On 8/28/24 6:00 PM, Martin KaFai Lau wrote:
On 8/28/24 4:01 PM, Zijian Zhang wrote:
On 8/28/24 2:29 PM, Martin KaFai Lau wrote:
On 8/26/24 6:37 PM, zijianzhang@xxxxxxxxxxxxx wrote:
From: Amery Hung <amery.hung@xxxxxxxxxxxxx>
This series prevents sockops users from accidentally causing packet
drops. This can happen when a BPF_SOCK_OPS_HDR_OPT_LEN_CB program
reserves different option lengths in tcp_sendmsg().
Initially, sockops BPF_SOCK_OPS_HDR_OPT_LEN_CB program will be
called to
reserve a space in tcp_send_mss(), which will return the MSS for TSO.

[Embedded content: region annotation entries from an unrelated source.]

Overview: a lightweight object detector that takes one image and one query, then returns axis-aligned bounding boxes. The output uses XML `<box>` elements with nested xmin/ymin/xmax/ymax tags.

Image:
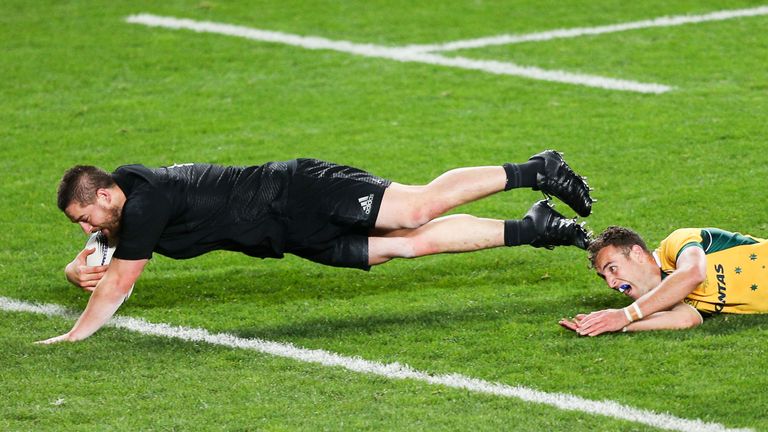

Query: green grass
<box><xmin>0</xmin><ymin>0</ymin><xmax>768</xmax><ymax>431</ymax></box>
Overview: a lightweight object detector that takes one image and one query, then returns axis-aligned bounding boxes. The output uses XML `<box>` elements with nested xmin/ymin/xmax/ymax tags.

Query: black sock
<box><xmin>504</xmin><ymin>218</ymin><xmax>536</xmax><ymax>246</ymax></box>
<box><xmin>504</xmin><ymin>158</ymin><xmax>544</xmax><ymax>190</ymax></box>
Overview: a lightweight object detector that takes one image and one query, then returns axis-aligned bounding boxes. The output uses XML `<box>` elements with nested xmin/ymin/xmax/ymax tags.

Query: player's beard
<box><xmin>100</xmin><ymin>206</ymin><xmax>123</xmax><ymax>244</ymax></box>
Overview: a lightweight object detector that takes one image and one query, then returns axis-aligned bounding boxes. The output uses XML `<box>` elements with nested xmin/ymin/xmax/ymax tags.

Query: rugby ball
<box><xmin>85</xmin><ymin>231</ymin><xmax>136</xmax><ymax>301</ymax></box>
<box><xmin>85</xmin><ymin>231</ymin><xmax>115</xmax><ymax>267</ymax></box>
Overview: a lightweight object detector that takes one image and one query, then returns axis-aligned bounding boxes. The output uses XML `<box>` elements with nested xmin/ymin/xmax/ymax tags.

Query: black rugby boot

Then, BPF_SOCK_OPS_HDR_OPT_LEN_CB will be called in
__tcp_transmit_skb()
again to calculate the actual tcp_option_size and skb_push() the total
header size.
skb->gso_size is restored from TCP_SKB_CB(skb)->tcp_gso_size, which is
derived from tcp_send_mss() where we first call HDR_OPT_LEN. If the
reserved opt size is smaller than the actual header size, the len of
the
skb can exceed the MTU. As a result, ip(6)_fragment will drop the
packet if skb->ignore_df is not set.
To prevent this accidental packet drop, we need to make sure the
second call to the BPF_SOCK_OPS_HDR_OPT_LEN_CB program reserves space
not more than the first time.
iiuc, it is a bug in the bpf prog itself that did not reserve the
same header length and caused a drop. It is not the only drop case
though for an incorrect bpf prog. There are other cases where a bpf
prog can accidentally drop a packet.
Do you have an actual use case that the bpf prog cannot reserve the
correct header length for the same sk ?
That's right, it's the bug of the bpf prog itself. We are trying to have
the error reported earlier in eBPF program, instead of successfully
returning from bpf_sock_ops_reserve_hdr_opt but leading to packet drop
at the end because of it.
By adding this patch, the `remaining` variable passed to the
bpf_skops_hdr_opt_len will be more precise, it takes the previously
reserved size into account. As a result, if users accidentally set an
option size larger than the reserved size, bpf_sock_ops_reserve_hdr_opt
will return -ENOSPC instead of 0.
Putting aside it adds more checks, this adds something pretty unique to
the bpf header option comparing with other dynamic options like sack.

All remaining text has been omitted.